Turning to the trial court’s finding of a maximum commitment period not to exceed 22 years 6 months, we find the court erred in this calculation. Section 5 — 2—4(b) provides that the trial court is under a duty to determine the most punitive sanction that could have been imposed upon conviction for the most serious crime charged less credit for good behavior. While the time of involuntary commitment is indefinite, the maximum period is limited by reference to the relevant sentencing scheme.
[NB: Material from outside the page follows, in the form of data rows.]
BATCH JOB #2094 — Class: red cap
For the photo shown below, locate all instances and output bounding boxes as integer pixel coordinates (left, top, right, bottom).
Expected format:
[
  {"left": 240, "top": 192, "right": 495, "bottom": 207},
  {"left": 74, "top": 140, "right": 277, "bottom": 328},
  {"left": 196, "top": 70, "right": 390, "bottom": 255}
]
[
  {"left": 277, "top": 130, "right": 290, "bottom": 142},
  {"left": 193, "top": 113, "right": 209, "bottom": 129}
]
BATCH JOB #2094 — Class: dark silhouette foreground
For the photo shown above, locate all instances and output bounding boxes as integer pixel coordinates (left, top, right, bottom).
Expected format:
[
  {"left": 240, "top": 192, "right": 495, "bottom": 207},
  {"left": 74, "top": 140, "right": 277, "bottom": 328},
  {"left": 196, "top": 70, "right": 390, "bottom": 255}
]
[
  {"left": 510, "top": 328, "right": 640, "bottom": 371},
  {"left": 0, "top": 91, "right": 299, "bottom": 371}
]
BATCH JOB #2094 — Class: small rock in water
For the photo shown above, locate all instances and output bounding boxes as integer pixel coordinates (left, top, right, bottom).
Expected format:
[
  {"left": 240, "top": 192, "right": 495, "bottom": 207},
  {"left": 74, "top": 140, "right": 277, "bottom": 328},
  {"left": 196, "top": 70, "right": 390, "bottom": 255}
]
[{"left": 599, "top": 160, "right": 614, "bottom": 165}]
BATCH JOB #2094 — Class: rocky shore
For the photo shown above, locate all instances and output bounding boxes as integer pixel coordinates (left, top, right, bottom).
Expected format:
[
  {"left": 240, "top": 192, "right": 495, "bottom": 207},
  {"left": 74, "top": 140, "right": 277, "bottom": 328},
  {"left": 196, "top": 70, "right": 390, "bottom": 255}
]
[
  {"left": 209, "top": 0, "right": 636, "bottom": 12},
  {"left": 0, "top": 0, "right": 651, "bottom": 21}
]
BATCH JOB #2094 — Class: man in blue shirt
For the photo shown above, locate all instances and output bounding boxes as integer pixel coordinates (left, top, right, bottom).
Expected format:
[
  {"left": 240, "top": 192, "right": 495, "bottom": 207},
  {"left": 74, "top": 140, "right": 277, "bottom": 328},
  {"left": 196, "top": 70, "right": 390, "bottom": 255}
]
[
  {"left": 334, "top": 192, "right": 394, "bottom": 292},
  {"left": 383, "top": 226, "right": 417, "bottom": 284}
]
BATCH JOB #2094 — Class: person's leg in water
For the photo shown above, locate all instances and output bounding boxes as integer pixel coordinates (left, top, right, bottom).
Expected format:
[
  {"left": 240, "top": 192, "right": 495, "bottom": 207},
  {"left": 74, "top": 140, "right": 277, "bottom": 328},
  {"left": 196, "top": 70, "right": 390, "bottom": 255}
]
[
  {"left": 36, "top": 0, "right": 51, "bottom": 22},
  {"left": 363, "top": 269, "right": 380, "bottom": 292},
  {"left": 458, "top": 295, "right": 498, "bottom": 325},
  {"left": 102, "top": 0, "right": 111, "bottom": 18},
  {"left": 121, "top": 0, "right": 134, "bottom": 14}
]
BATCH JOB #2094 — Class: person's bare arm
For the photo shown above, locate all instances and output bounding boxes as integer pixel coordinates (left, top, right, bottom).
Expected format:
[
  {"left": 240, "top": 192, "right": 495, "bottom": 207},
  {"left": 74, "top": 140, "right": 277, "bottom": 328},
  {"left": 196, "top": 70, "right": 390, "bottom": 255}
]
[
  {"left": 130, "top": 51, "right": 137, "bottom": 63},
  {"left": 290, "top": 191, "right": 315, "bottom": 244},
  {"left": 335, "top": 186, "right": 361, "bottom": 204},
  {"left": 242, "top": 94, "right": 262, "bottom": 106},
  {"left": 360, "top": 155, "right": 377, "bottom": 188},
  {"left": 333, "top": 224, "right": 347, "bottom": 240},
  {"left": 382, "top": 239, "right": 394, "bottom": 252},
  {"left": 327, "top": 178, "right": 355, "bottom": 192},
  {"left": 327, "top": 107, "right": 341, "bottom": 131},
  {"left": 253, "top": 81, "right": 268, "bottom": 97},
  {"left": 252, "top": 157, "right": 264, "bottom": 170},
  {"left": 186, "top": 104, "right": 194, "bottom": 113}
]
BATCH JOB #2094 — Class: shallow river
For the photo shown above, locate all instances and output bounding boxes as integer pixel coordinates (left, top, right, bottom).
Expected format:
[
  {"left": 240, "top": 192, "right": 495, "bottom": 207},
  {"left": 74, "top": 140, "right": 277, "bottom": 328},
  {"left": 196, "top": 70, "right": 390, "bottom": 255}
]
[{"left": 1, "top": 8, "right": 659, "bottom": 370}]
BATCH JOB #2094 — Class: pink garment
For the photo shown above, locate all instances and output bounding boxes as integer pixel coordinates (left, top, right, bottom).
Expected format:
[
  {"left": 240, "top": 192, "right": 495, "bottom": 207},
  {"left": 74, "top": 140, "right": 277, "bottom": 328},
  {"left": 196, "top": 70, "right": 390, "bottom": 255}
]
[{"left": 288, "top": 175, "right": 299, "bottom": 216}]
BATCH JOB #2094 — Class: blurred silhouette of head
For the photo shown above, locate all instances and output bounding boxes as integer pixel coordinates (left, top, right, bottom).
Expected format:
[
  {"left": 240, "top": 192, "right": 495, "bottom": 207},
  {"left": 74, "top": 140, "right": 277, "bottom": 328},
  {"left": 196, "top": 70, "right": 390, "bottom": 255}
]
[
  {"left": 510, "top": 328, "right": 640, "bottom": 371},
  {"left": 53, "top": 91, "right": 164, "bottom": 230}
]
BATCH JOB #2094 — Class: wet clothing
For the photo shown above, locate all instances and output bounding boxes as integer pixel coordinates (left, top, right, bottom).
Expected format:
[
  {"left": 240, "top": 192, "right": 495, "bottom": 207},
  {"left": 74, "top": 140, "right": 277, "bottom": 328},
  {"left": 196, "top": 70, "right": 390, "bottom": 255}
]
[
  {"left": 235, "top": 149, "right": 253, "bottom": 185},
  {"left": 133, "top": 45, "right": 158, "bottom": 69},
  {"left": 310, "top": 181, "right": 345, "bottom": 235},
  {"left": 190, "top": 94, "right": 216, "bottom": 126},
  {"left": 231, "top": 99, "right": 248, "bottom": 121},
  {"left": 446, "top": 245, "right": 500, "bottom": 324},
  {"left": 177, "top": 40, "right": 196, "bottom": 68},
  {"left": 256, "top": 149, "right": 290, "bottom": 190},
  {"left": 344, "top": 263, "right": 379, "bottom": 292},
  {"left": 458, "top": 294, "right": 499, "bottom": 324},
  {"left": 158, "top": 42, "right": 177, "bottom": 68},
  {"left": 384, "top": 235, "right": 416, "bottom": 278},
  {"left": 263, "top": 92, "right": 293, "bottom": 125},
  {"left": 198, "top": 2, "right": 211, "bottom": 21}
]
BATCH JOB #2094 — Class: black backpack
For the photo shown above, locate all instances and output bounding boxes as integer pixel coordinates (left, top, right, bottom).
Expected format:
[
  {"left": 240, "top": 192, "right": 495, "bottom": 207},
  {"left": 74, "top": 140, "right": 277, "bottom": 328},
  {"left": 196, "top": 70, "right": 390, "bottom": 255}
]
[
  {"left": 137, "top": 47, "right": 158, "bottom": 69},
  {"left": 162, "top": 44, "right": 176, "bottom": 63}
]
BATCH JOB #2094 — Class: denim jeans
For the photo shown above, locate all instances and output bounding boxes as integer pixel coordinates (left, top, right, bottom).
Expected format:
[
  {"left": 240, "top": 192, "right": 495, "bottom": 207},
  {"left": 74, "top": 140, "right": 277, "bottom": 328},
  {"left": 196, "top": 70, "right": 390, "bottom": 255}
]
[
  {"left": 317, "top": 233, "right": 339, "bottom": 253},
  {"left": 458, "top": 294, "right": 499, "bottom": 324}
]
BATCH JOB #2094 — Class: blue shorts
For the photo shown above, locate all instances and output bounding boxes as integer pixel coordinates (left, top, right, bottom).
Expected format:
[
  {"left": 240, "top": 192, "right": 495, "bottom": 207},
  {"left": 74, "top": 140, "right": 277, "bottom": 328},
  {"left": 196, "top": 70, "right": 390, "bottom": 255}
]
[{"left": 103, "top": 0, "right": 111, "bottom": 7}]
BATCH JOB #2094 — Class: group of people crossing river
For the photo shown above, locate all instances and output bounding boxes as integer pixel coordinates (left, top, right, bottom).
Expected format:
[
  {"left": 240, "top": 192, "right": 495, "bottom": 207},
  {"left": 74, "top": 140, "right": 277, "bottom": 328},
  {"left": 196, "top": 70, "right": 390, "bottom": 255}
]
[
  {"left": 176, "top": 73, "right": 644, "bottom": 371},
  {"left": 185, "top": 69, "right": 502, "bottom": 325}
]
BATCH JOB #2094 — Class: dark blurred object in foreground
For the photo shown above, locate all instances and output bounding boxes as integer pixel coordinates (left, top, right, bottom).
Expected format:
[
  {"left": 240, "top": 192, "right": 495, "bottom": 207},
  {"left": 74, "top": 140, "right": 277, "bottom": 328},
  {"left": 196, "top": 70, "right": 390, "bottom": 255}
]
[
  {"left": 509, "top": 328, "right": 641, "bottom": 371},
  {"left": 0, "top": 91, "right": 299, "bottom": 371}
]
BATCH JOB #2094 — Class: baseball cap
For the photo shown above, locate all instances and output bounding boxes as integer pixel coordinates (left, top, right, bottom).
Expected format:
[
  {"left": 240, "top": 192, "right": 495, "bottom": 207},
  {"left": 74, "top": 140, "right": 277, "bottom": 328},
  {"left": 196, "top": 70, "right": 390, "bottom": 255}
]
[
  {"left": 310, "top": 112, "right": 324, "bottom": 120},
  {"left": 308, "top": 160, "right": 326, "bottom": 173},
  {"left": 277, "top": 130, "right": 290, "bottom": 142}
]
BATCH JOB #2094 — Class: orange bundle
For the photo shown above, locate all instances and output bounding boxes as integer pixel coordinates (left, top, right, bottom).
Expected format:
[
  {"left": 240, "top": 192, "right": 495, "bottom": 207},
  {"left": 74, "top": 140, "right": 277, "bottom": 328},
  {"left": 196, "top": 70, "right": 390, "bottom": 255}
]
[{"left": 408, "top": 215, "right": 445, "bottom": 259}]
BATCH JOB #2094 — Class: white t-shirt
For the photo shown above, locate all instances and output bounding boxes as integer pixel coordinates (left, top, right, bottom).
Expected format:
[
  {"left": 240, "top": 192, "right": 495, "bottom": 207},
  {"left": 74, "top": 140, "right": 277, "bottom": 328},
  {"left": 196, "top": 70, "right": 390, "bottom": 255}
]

The maximum term for murder (the most serious crime) at the time of the offense in this case was any term in excess of 14 years (Ill. Rev. Stat. 1975, ch. 38, par. 1005 — 8—1(b)(1)), less good-time credit to be deducted pursuant to administrative regulation of the Department of Corrections.

In this case, that would have resulted in defendant’s parole eligibility in 20 years regardless of the maximum sentence imposed for the offense of murder (Ill. Rev. Stat. 1975, ch. 38, par. 1003 — 3— 3(a)(1)) less time credit for good behavior. In accordance with administrative regulations, a defendant eligible for parole at 20 years would receive an application of statutory good-time credit reducing the time of respondent’s parole eligibility to 11 years 3 months. (Ill. Rev. Stat. 1975, ch. 38, par. 1003 — 6—3(a).) In addition, we find defendant eligible for compensatory good-time credit (In re Commitment of Copper-smith (1982), 108 Ill. App. 3d 161, 164, 438 N.E.2d 1267), in the amount of 90 days (Lane v. Sklodowski (1983), 97 Ill. 2d 311, 320, 454 N.E.2d 322, 326).

Accordingly, for the reasons stated, we vacate that portion of the trial court’s order subjecting defendant to a maximum commitment of 22 years 6 months and he is committed to the Department for an indefinite period not to exceed 11 years from his arrest date. The order of commitment is so modified.

Judgment vacated in part and modified in part.

WILSON, P.J., and MEJDA, J., concur.